明沉语心中一惊,暗叹自己只念及兄弟情义,都未曾想得如此深远,不禁眉头一皱,沉声道,“探子那边有什么消息?”
明沉月垂着眸,从书案的小屉中取了一张字条递到明沉语面前。
明沉语摊开字条,却是越读越惊,最后长叹一声,“真是没想到。”
“韩彻现在身份尴尬,冀国又蠢蠢欲动,朕实在不想将这个烫手山芋留在衍国。”明沉月抽过明沉语手中的字条,丢入灯中烧了,才重新回过身来看着明沉语,“朕掌管这个江山,不能容许任何对江山有所威胁的因素存在。”
“可是大哥。”明沉语眉头微皱,语气中都染上了担忧,“韩彻是风弟的师兄,若是大哥要将韩彻强行赶走,与风弟该如何交代?大哥也知道风弟的性子,他脾气上来了,或许这一辈子,大哥都无法再见到风弟了。”
明沉月眼眸轻闭。
他又何尝不知,这个从小就疼爱的弟弟,自从那次出走就再也未曾见过,兄弟分离的苦楚,内心中的愧疚,都仿佛在心里扎了根,一不小心扯住就生生的疼。
明沉风性急,韩彻这里要是处理不好,也许这一生,他们兄弟之间的关系都再无转寰的余地。
想到这里,又怎么能不痛。
“有时候,真的觉得如果当初坐上这个位置的,是风弟,或许就不会有现在的局面。”明沉月抬手抚上窗楣,指尖却狠狠抠进雕花红木中。
生在皇家,有太多身不由己。
血脉相连的至亲兄弟,似乎一出生就命中注定是对手,注定只有一个人能够笑到最后。
然而,最后的那个,心中真的高兴么?
“大哥也别太过忧虑,暂且先看看风弟那边是如何打算,或许……并没有我们想的那么糟。”明沉语出言安慰,却只觉得言语苍白,最后只落在叹息里。
明沉月凝着窗外半天没有说话。
好半晌,才敛眉道,“今日就如此,你去吧。”
作者有话要说:
☆、六十九
【六十九】
宛城的春日,依旧像是两年前那般,蔚蓝的天际被各式各样的风筝挂满。
丞相府似乎又恢复了往日的样子,更甚者多了些旁人看不懂的迎来送往。墨卿颜官复原职已经数周,一直按捺着没有动作,朝中但凡有些把柄的官员各个都提心吊胆,生怕哪日上朝之时,就是自己的末日。
只是,墨卿颜还在等。
他不想打草惊蛇,只求斩草除根。
“先生?”麟儿掀开帘子,将一堆礼物抱了进来,“先生在看什么?”
“看戏。”墨卿颜随手将手中的册子扔与书桌上,夕阳的光线就顺着窗楣笼住他霜色的衣袂,冷静到冷漠,冷漠到甚至冷血。
麟儿不明所以,将手里的礼物放下,捡起墨卿颜扔下的小册子,不过随手一翻,却是倒吸了一口凉气,惊呼道,“这厮,私吞了这么多赈灾银两,还上书说洪水泛滥请求调度灾银,真是可恶。”
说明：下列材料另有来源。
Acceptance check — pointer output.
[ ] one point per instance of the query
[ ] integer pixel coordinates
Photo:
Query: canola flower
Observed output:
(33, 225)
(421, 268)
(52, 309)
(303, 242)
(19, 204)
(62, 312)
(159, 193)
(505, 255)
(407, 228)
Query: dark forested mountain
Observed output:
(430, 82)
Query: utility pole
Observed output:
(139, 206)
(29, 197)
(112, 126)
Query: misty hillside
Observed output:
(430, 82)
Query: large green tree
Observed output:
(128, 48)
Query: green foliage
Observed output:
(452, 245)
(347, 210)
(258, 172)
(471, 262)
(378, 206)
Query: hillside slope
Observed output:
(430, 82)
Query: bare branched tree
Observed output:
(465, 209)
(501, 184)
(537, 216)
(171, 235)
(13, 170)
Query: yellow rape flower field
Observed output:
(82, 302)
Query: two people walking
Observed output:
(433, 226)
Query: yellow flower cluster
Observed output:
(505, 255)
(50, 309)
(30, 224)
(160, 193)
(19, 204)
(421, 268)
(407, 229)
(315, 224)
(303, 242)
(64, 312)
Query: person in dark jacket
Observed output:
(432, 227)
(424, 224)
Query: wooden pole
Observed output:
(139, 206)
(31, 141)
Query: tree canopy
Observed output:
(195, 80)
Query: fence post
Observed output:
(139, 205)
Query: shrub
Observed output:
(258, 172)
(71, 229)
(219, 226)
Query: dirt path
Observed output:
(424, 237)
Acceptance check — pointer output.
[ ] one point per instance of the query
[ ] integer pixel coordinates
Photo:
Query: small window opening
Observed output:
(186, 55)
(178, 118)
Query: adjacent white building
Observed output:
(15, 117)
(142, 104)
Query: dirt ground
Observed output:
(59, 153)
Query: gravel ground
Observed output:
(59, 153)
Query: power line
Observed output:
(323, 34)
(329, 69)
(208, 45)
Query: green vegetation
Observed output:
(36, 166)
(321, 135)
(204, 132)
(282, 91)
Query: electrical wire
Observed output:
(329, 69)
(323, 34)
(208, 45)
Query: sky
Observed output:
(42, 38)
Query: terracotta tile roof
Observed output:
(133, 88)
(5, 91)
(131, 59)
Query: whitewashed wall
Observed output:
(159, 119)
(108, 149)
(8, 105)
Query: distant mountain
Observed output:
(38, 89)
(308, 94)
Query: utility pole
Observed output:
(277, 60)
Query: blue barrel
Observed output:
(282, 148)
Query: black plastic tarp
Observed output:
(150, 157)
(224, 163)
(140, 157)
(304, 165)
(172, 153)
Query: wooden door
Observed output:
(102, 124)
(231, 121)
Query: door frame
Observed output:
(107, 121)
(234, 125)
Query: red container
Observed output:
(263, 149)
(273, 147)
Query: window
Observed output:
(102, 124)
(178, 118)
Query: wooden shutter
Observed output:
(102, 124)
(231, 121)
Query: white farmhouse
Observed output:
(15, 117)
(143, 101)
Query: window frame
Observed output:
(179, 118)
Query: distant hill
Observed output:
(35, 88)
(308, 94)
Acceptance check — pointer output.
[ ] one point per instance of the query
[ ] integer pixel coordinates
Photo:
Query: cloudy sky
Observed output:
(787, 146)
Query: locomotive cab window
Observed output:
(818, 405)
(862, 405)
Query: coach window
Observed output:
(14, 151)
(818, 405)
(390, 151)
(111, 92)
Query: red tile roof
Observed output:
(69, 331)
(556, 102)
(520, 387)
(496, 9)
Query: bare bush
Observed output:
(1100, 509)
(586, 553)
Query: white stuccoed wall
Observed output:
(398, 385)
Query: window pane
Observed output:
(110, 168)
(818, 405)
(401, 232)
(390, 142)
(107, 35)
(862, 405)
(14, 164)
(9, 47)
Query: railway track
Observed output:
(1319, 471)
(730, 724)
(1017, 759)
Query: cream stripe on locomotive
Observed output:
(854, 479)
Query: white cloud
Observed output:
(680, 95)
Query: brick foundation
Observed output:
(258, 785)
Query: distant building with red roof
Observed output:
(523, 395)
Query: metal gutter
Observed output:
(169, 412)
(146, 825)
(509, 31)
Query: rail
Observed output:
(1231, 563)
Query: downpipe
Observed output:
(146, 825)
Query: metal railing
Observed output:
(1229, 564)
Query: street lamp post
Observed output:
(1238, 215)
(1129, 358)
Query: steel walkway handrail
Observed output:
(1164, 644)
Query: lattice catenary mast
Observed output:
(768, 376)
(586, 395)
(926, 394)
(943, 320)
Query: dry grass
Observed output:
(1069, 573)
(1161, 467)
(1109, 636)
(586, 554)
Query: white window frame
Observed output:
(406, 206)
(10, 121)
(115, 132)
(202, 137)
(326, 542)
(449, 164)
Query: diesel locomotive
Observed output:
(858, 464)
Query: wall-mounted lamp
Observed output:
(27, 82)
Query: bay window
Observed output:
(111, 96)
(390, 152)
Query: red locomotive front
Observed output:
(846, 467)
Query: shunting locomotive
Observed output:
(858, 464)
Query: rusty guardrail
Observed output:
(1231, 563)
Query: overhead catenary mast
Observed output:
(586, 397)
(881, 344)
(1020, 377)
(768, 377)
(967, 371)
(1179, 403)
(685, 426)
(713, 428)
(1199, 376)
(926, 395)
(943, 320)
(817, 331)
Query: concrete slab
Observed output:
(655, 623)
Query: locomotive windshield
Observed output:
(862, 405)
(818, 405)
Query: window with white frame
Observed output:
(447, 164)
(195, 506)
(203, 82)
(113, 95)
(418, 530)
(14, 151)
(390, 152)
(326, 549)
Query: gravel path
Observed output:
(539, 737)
“还不止。”墨卿颜眸子冷冷的,“羽国的蛀虫太多,该是好好清理清理的时候了。麟儿,将这些送来的礼物,好好的整理一个清单,送去皇上那儿。让他好好看看,平日里对他歌功颂德的好臣民都是什么样。”
他决然转身的背影,还带着一丝丝寂寥,与这即将初夏的暖意仿佛格格不入,似乎预兆着这平静如水的羽国就要发生一场翻天覆地的变化。
“司大人,这几天墨相总是闭门不见,送去的礼物倒是收下了,但这么耗下去,不是办法啊。”
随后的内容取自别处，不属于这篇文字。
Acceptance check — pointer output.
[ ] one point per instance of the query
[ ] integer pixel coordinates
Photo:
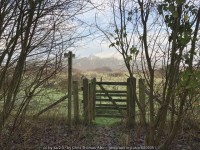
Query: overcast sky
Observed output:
(96, 44)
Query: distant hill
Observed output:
(94, 63)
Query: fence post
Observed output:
(76, 101)
(93, 92)
(131, 95)
(85, 100)
(142, 101)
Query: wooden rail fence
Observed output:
(99, 97)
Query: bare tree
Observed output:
(165, 36)
(33, 36)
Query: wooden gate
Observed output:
(109, 99)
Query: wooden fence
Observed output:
(97, 97)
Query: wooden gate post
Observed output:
(70, 56)
(76, 101)
(131, 95)
(142, 101)
(93, 97)
(86, 101)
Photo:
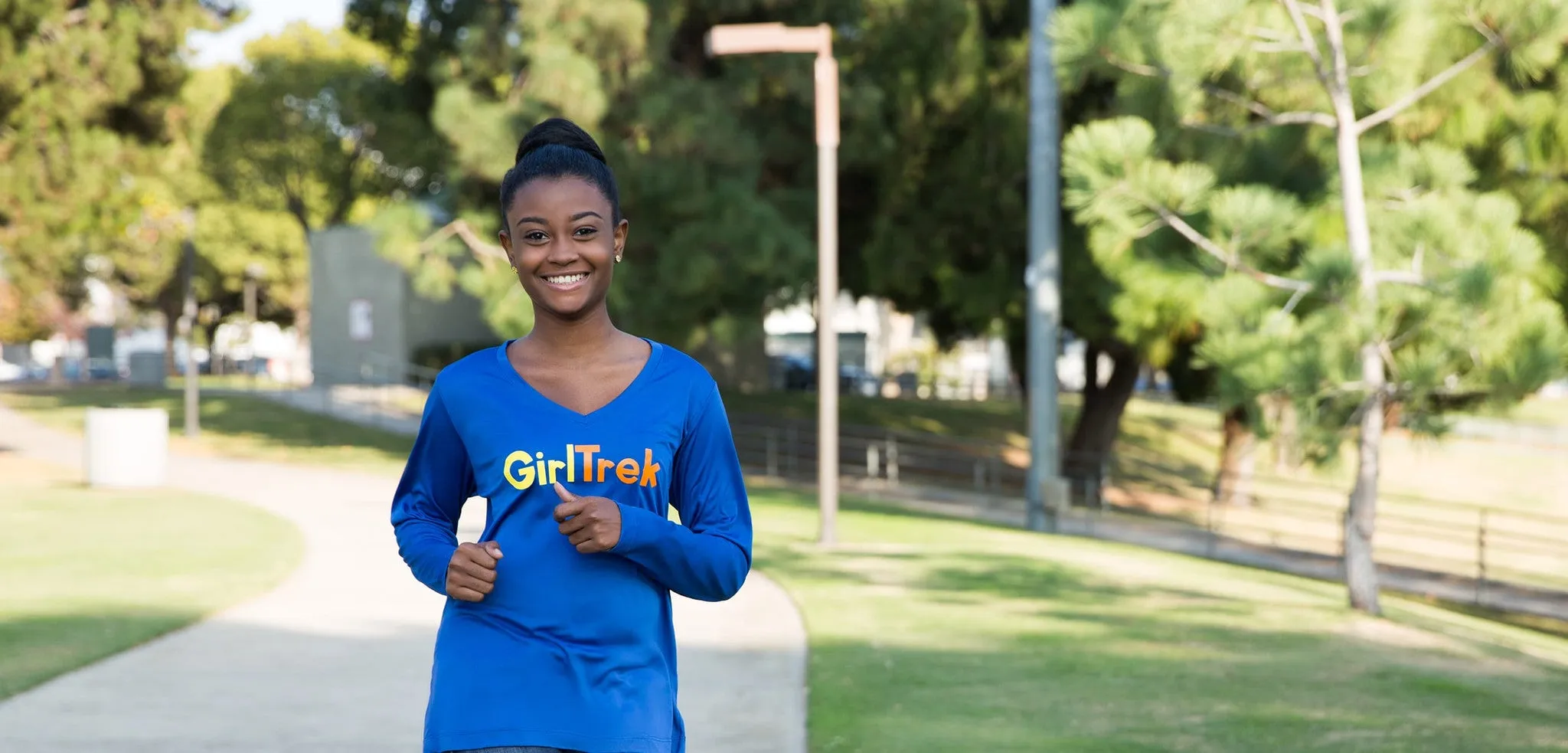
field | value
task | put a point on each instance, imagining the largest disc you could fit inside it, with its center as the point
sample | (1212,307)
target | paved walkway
(338,658)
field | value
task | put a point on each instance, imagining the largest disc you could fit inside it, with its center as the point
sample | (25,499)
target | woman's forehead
(560,193)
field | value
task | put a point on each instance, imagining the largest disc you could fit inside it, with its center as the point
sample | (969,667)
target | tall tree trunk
(172,335)
(1233,483)
(1286,443)
(1361,509)
(1099,421)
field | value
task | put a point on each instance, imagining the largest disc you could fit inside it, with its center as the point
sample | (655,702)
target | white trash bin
(127,446)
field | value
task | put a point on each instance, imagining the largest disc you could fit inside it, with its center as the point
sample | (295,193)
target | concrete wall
(345,269)
(459,319)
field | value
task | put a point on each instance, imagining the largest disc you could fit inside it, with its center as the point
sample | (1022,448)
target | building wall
(459,319)
(345,269)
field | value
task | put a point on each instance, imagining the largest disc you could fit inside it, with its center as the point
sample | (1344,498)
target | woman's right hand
(471,575)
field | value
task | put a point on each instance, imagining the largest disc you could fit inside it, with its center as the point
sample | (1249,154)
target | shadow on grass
(224,416)
(41,647)
(1101,673)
台上的小倌唱的曲子端的是撩人,但坐在司仲言身边的大臣就像是浑身都长满了刺一样,坐立难安。时不时瞟着司仲言的脸色,额边细细密密的都渗出许多虚汗。
司仲言神色木然,手里掂着瓜子磕着,听了这话,瓜子壳儿一吐,哼笑道,“急什么,他不是把你们送去的礼都收了么。俗话说,拿人的手短,你还怕他把你怎样?”
“司大人说的是,可……”
这大臣还想说什么,司仲言已经不耐烦的将手里的瓜子一甩,“这都过去多久了,那老狐狸除了提出一些治理国家的狗屁意见,对你对我做过些什么了吗?”看那大臣还是不解其意,不禁心烦的喝了口茶,“管好自己,先别自己乱了阵脚,看看你,现在慌成什么样了?一眼就看出是做了亏心事的样子,长别人志气,灭自己威风。”说罢,狠狠拍了拍大臣的背,喝道,“给我把腰杆挺直喽!”
这一拍可把大臣吓得不轻,忙连连点头,口中答应道,“是!是是是!”
司仲言又狠狠瞪了一眼这没见过世面的大臣,转头问了旁边一个看上去也气定神闲的官员道,“河道那边怎么样?”
那官员眼睛也不眨,只盯着台上的小倌,随口道,“上个月饿死了一批脚夫,不碍事。现在不正值雨季么,报上去只说洪水太猛,冲走了。”
司仲言微微皱了皱眉,不知道是不满意官员的态度还是不满意官员的说辞,但也没再追究,调整了一下坐姿,继续看着戏。
那官员看司仲言没有接话,却反而扭头,脸上挂着似笑非笑的表情,“司大人,倒是那笔灾银,什么时候给兑现?手底下的兄弟都嚷着没钱使了,再不安抚安抚,我也不好办啊。”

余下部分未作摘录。